Spanish records ("Apuntes históricos de la provincia augustiniana del Santísimo Nombre de Jesús de Filipinas", año 1909: Filipinas, by P. Bernardo Martinez) reveal that Juan de Albarran was the assigned parish priest of Baliwag in 1733. The parish of Baliwag was founded and began its official existence on May 26, 1733. The first church and convent was first established at Barangay Sta. Barbara, Baliwag. The first baptism in Baliwag Church was ordered by Lector and Feliz Trillo, Provincial of the Province on June 7, 1733. The town or pueblo was created in the provincial Chapter of May 15, 1734, and the appointment of Manuel Bazeta (or Baseta) as first parish priest.

Between 1769 and 1774, the second church of Baliwag was built by Gregorio Giner. Esteban Diez Hidalgo came to Baliwag in 1789, and served as the longest parish priest of Baliwag. Under his curacy, the church and convent was moved to its present location in 1790, after which construction began. The church of mortar and stone was completed in 1801 or 1830.

Historian Joaquín Martínez de Zúñiga arrived in the Philippines on August 3, 1786, and visited Baliwag on February 17, 1802, with Spanish Naval officer Ignacio Maria de Álava hosted by Esteban Diez.

Joaquín Martínez de Zúñiga in his 1803 Historia de las Islas Filipinas, wrote that the convent or parochial house of San Agustin in Baliwag is the best in the whole archipelago, and that no edifice in Manila can be compared to it in symmetry and beauty amid its towering belfry, which has a panoramic view of the town.

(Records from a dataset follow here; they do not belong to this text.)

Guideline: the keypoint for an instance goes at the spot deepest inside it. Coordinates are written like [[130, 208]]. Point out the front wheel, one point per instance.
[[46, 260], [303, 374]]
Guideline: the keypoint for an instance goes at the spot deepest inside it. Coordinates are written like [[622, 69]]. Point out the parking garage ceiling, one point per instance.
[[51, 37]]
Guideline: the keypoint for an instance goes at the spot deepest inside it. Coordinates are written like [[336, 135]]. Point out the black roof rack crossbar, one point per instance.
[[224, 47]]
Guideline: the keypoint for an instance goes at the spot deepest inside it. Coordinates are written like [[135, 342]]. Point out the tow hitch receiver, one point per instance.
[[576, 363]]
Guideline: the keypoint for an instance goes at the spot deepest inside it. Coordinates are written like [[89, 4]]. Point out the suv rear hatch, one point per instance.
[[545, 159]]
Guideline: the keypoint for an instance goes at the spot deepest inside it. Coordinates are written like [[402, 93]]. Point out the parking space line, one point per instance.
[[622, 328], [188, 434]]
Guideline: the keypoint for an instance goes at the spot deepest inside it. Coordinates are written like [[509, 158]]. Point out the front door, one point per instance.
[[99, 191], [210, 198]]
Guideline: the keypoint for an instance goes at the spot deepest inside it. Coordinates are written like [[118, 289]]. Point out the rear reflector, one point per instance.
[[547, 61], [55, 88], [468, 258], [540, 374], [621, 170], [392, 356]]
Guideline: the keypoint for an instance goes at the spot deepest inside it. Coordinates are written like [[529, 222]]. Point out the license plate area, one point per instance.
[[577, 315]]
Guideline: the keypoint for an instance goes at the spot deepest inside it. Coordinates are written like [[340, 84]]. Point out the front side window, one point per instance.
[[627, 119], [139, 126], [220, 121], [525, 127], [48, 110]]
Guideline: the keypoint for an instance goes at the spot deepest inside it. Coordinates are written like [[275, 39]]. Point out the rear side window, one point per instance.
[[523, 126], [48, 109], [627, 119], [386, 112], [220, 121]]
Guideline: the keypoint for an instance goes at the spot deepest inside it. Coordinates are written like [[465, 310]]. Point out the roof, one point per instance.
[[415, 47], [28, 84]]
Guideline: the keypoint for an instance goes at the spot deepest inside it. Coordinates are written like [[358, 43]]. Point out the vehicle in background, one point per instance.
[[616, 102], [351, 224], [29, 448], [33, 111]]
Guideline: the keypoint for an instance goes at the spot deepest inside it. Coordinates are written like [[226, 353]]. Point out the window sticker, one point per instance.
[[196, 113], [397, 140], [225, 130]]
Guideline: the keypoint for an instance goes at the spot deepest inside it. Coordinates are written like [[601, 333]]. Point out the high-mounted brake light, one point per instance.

The monk further stated that the convent was a repository of priceless parish records which dated to the founding of Baliwag.

The earthquake of June 3, 1863, one of the strongest ever to hit Manila and its environs, damaged the Baliwag Church and toppled the previous church. In 1870, the reconstruction began after a temporary house of worship was established, the "Provincial" on Año 1733 street. It was later used by the RVM Sisters of the Colegio de la Sagrada Familia (now St. Mary's College of Baliuag) as a classroom. Antonio de Mesa, "Maestrong Tonio" fabricated the parts to have finished the Baliwag Church.

During the July 19, 1880 earthquake, the church received considerable damage. The belfry that was completed in 1866 by Matias Novoa was also damaged by the same quake. It was later repaired by Thomas Gresa. During the Spanish colonial era, Baliwag had 30 curates between 1733 and 1898.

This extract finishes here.